—A buenas horas se me ocurrió dar vida a este leño, con lo tranquilo que estaba yo haciendo taburetes —se lamentaba el viejo carpintero mientras se agachaba para esquivar el serrín que le lanzaba el muñeco. Insistía en que le lijara las orejas de soplillo.
—Bueno, bueno, no te enfades —accedió, cogiendo una lima.
—Como artesano eres bastante torpón —se insolentó, apuntándole con la nariz—. ¿Ya está? Pues hala, recórtame la napia o verás —gritó, amenazándole con una astilla.
—Pero solo un poquito —dijo, serrándole la punta—. Piensa que esa es tu seña de identidad.
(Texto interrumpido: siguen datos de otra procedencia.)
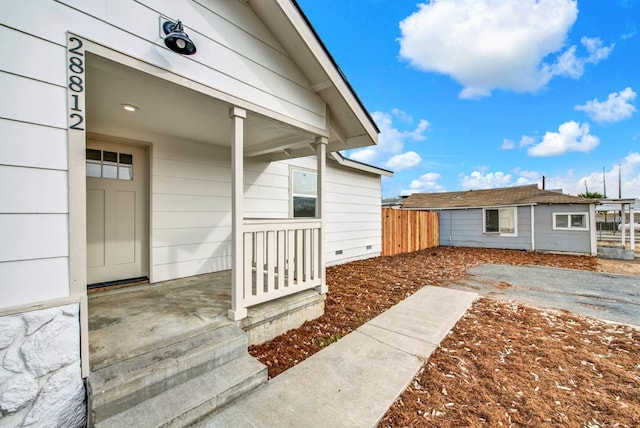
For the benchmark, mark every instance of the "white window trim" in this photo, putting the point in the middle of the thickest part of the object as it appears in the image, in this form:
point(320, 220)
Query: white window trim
point(292, 170)
point(515, 221)
point(570, 227)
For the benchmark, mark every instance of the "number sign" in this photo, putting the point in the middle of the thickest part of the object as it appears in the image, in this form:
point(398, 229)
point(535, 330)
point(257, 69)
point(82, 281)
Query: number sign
point(75, 82)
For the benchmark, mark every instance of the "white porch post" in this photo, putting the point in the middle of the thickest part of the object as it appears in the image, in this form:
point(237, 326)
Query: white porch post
point(238, 311)
point(623, 222)
point(321, 154)
point(533, 228)
point(632, 232)
point(592, 230)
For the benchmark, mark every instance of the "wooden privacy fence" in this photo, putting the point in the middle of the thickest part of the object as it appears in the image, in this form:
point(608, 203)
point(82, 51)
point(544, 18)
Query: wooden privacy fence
point(405, 231)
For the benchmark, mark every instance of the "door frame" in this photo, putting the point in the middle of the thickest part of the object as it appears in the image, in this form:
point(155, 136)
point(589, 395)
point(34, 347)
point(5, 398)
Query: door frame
point(146, 212)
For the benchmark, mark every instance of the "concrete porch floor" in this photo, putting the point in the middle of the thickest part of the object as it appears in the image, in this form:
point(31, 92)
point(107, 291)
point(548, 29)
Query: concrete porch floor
point(130, 321)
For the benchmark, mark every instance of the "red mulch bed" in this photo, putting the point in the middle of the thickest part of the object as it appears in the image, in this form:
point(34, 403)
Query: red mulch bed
point(503, 364)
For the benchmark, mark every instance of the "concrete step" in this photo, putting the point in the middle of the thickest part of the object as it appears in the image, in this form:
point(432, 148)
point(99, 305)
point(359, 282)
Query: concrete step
point(190, 401)
point(125, 384)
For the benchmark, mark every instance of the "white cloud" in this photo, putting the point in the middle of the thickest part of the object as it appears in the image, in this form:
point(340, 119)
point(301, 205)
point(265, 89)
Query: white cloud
point(488, 44)
point(526, 141)
point(616, 108)
point(480, 180)
point(571, 137)
point(629, 184)
point(426, 183)
point(403, 161)
point(391, 142)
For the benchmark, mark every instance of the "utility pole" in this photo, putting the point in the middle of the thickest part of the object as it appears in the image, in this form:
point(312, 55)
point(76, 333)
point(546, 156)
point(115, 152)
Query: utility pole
point(619, 181)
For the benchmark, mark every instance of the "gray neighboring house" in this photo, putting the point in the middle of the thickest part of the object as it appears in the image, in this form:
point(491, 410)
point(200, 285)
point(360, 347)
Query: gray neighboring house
point(518, 218)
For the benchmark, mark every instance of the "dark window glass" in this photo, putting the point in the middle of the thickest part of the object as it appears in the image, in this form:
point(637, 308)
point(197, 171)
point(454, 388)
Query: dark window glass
point(492, 221)
point(110, 156)
point(93, 154)
point(304, 207)
point(126, 159)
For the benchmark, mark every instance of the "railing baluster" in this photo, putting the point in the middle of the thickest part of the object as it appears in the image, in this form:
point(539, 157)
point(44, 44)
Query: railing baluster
point(280, 257)
point(247, 279)
point(271, 256)
point(259, 275)
point(281, 243)
point(307, 255)
point(291, 258)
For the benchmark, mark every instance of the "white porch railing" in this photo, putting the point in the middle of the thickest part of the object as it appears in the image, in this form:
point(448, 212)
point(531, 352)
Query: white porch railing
point(280, 257)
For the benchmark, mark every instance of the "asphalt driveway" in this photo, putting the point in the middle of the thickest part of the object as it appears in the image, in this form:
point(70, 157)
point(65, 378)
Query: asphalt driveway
point(601, 295)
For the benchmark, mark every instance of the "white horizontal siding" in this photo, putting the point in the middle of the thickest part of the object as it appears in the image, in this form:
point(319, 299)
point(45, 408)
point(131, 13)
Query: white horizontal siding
point(191, 204)
point(187, 236)
point(185, 220)
point(169, 271)
point(232, 62)
point(29, 281)
point(33, 236)
point(32, 101)
point(353, 215)
point(25, 144)
point(24, 55)
point(32, 190)
point(266, 189)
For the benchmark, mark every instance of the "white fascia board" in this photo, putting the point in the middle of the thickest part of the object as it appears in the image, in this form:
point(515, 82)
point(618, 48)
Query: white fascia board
point(360, 166)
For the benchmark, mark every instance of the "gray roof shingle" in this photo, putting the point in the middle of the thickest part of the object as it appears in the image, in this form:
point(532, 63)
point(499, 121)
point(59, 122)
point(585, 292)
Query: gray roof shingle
point(520, 195)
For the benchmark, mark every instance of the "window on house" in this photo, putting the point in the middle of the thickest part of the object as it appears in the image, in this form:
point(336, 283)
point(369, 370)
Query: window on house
point(576, 221)
point(501, 221)
point(304, 193)
point(106, 164)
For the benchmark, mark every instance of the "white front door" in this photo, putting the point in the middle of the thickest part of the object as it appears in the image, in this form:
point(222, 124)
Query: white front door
point(117, 244)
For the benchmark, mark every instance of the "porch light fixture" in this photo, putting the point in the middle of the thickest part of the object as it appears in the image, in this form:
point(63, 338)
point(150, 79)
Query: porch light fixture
point(176, 39)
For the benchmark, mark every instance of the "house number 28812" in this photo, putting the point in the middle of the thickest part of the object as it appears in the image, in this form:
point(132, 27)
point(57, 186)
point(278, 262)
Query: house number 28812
point(76, 83)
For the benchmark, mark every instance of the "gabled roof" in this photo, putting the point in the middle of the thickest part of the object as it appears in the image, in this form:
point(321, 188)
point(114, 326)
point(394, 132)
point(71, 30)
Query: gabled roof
point(521, 195)
point(350, 123)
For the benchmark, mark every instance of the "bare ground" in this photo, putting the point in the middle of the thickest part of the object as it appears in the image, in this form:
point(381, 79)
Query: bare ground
point(503, 364)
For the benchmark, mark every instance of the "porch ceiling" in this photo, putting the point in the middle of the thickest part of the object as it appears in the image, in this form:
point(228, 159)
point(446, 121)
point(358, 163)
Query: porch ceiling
point(172, 110)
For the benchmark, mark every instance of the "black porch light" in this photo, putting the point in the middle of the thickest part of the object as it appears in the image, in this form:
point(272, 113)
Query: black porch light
point(176, 39)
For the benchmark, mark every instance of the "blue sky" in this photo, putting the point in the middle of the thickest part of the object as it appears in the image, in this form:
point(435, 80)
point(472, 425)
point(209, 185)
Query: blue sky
point(473, 94)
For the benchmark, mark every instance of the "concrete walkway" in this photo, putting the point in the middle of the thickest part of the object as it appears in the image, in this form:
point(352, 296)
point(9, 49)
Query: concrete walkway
point(353, 382)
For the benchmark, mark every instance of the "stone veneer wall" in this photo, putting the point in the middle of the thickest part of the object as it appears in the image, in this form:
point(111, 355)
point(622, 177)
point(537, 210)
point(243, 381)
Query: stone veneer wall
point(40, 379)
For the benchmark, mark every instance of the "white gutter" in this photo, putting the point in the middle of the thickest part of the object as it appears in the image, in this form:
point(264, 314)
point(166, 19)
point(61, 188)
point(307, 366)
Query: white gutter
point(360, 166)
El muñeco se miró al espejo. Después de darle una pincelada por aquí y hacerle algún retoque por allá, se veía por fin atractivo.
—Resulta que ahora —anunció de repente— no quiero estar solo. Necesito una novia maciza, de labios carnosos, mirada felina…
—Para, paaara, jovencito. ¿Pero qué te has creído? ¡Si solo eres un chiquillo!
—… que tenga buenas tetas —añadió sin escucharle— y el culo respingón.
—¿Algo más? —se rindió, mientras comenzaba a tallar un tronco en forma de ocho.
—Pues mira, sí. La quiero para hoy.
—Esto me pasa —mascullaba el hombre, arrepentido— por jugar a ser Dios.